KBR, Jakarta – Lembaga pemantau televisi, Remotivi mengeluarkan penelitian terbarunya tentang bagaimana televisi nasional membingkai berita Pemilu di Indonesia. Remotivi menyimpulkan bahwa sejumlah TV nasional di Indonesia dinilai partisan.
Media tidak hanya melakukan eksploitasi dan stereotype namun juga menjadi kepanjangan tangan pemiliknya yang masuk ke dalam partai politik.
Penelitian yang dilakukan pada 11 stasiun TV nasional pada 1-7 Mei 2014 membuktikan bahwa koalisi-koalisi partai yang dibentuk para pemilik TV ini membentuk TV menjadi media partisan.
Di Metro tv misalnya, ketika Partai Nasdem belum berkoalisi dengan PDI Perjuangan, maka Jokowi selalu diberitakan negatif.
Namun ketika Partai Nasdem sudah berkoalisi dengan PDI Perjuangan maka Jokowi diberitakan dengan porsi 74,4%, dengan nada yang positif sebesar 31,3%. Bandingkan dengan rivalnya yakni Prabowo, yang hanya mendapat 12% pemberitaan dengan 16,7% berita bernada negatif di Metro tv.
Sedangkan di TV one, Aburizal bakrie sebagai pemilik TV one yang berkoalisi dengan partai Gerindra, sosok Prabowo diberitakan 2 kali lipat jumlahnya dibandingkan Jokowi di Metro tv, begitu juga Aburizal Bakrie. Sedangkan Jokowi selalu diberitakan negatif di Tv one.
Strategi pembingkaian tersebut juga dilakukan oleh MNC group. Ketika banyak stasiun televisi memberitakan konflik di tubuh Partai Hanura, maka MNC Group tidak menayangkannya.

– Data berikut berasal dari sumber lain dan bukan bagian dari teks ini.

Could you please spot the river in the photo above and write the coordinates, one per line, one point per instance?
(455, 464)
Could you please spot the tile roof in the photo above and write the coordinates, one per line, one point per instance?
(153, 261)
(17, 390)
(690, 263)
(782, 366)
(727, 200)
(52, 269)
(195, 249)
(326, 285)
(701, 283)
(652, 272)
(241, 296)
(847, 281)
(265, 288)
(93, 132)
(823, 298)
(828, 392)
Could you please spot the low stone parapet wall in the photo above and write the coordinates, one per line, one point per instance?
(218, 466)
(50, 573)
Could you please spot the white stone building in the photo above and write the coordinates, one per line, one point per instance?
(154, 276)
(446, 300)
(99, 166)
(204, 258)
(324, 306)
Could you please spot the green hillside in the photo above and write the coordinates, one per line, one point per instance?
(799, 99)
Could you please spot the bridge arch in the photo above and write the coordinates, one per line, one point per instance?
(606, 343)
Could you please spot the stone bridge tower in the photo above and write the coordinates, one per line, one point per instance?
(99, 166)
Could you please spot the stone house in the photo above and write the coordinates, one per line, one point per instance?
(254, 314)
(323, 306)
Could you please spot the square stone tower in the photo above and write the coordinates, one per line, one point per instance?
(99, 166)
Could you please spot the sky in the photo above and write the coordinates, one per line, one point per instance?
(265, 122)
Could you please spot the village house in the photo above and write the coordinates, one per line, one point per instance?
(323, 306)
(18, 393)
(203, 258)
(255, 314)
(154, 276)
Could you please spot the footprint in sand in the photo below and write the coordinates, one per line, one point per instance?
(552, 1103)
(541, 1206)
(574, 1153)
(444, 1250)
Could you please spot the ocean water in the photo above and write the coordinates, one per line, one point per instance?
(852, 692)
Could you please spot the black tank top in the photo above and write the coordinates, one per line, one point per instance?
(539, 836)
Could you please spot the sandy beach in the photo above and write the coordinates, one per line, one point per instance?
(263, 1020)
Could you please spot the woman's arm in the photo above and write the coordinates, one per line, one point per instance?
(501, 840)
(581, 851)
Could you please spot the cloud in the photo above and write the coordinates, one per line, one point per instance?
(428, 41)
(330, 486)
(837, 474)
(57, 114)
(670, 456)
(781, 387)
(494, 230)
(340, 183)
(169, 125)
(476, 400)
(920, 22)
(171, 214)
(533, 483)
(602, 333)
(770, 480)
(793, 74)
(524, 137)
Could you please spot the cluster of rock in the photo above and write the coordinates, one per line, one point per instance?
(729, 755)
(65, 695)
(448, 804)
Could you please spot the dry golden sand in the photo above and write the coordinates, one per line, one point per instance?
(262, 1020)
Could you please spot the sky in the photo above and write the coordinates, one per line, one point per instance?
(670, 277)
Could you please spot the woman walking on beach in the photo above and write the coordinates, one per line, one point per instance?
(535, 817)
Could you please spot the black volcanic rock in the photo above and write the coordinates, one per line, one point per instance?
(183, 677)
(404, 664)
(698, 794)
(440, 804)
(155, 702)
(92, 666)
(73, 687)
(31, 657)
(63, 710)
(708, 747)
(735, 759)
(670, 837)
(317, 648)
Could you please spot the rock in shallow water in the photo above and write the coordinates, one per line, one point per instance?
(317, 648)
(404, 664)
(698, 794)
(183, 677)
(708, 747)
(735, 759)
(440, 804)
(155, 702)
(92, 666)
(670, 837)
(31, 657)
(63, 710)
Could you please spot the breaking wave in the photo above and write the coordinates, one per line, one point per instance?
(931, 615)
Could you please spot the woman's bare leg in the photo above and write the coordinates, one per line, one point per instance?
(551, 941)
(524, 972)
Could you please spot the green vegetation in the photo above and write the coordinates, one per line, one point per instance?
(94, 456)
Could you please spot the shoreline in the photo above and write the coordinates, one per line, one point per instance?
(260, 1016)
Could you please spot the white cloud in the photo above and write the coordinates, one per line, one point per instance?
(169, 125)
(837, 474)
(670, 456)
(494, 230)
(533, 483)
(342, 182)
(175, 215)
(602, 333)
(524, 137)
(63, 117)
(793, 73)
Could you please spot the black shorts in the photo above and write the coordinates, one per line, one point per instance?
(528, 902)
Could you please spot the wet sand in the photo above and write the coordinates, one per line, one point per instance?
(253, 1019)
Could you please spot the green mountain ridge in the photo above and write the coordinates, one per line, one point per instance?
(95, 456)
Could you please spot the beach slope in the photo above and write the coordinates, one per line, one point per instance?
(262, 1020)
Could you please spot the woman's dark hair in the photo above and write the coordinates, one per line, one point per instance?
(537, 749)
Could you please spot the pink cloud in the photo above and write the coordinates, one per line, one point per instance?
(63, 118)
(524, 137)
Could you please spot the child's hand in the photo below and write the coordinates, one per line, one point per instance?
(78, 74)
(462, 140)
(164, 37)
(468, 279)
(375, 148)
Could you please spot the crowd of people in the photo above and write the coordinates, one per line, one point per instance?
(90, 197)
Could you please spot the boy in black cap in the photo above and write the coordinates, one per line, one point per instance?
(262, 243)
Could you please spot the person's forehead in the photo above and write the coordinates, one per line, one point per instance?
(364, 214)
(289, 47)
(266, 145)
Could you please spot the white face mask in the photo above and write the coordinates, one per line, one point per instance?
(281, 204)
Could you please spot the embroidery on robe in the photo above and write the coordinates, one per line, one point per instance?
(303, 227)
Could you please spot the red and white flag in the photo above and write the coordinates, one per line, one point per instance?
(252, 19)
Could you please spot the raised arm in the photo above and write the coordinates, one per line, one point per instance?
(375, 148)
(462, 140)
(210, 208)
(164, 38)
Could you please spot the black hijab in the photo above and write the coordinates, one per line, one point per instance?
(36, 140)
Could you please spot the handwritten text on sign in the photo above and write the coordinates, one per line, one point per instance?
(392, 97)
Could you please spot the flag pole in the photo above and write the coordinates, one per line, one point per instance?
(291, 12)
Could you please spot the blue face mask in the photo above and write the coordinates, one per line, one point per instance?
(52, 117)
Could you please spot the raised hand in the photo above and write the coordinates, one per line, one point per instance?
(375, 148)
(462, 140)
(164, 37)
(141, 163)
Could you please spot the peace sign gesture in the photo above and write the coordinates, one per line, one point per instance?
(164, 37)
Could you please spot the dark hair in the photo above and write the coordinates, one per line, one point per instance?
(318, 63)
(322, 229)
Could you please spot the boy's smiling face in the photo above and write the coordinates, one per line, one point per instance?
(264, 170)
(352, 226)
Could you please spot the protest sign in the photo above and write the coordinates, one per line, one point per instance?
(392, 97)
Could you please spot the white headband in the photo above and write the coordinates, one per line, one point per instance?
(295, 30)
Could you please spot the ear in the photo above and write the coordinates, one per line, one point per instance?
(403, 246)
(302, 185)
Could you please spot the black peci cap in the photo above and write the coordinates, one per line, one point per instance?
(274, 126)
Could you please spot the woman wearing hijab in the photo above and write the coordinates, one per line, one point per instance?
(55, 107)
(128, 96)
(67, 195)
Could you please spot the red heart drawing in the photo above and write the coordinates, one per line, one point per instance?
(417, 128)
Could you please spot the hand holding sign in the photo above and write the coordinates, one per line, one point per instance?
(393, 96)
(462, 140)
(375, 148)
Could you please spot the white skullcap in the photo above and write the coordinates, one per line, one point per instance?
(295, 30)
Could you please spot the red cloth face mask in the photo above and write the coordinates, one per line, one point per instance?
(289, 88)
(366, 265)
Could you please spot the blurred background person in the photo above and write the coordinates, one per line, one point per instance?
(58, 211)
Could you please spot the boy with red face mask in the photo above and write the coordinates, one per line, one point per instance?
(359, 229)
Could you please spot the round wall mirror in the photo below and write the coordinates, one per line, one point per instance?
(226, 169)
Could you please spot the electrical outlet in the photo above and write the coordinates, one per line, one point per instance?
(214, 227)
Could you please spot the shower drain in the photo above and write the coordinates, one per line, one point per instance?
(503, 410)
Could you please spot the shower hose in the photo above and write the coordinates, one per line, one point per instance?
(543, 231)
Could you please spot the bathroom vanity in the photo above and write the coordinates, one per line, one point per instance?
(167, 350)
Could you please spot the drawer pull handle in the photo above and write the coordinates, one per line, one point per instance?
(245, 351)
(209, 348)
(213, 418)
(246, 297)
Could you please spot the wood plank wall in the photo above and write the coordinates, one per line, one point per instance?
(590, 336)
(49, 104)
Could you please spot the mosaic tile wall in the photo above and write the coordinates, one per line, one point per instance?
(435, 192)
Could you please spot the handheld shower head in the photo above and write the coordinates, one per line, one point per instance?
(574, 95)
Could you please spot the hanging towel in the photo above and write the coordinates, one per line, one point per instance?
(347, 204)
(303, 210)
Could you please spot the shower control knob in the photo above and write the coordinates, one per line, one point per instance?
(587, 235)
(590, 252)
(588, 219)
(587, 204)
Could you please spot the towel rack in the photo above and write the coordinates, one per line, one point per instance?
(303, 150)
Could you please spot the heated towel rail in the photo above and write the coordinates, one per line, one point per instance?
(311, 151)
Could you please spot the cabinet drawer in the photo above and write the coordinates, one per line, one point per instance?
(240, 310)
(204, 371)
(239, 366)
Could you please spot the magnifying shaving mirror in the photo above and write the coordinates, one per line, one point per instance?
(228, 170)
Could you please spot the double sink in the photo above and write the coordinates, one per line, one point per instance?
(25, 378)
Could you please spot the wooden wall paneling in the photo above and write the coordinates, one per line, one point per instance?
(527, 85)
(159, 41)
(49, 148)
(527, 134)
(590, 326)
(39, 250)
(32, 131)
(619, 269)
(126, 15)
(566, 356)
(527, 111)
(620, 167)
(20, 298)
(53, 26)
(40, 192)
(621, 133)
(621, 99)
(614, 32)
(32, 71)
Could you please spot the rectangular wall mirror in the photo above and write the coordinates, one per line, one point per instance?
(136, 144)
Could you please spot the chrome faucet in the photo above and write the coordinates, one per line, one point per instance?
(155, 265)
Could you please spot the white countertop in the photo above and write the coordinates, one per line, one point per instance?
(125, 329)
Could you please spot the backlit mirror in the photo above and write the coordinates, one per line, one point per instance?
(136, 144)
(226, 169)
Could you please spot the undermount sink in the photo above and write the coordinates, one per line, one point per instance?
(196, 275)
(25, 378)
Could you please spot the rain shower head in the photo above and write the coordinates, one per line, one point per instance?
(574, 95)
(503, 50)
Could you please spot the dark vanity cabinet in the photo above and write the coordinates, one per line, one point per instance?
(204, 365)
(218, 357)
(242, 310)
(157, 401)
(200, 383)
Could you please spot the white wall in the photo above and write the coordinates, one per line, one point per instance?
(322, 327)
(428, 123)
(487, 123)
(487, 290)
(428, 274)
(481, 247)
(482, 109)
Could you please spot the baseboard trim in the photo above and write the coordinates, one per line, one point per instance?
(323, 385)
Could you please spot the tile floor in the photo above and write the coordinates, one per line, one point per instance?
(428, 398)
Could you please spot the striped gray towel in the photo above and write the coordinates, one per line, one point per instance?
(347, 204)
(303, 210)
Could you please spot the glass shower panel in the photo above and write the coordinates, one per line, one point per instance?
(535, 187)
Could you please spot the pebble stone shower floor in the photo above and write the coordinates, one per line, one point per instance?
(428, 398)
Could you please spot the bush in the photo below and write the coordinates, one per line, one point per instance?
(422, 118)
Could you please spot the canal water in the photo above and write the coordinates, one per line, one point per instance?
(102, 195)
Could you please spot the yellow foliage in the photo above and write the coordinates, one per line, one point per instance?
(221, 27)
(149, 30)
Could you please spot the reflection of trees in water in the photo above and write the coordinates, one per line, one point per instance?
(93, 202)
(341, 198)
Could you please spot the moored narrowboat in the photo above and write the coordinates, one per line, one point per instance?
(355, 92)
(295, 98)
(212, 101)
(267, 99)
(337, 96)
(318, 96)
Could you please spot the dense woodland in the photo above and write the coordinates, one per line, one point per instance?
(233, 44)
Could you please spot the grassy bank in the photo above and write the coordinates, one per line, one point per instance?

“Dari hasil penelitian ini, Remotivi menyimpulkan bahwa stasiun televisi di Indonesia menjadi perpanjangan tangan agenda elit. Berita yang ditampilkan hanya untuk kepentingan pemiliknya, padahal frekuensi TV adalah milik publik,” kata Roy Thaniago.
Temuan-temuan di atas juga memperlihatkan bahwa dalam hiruk-pikuk penyiaran politik, publik hanya diposisikan hanya sebagai penonton.
Televisi partisan ini jelas membahayakan demokrasi dan publik yang butuh informasi jernih sebagai alat pengambil keputusan masyarakat.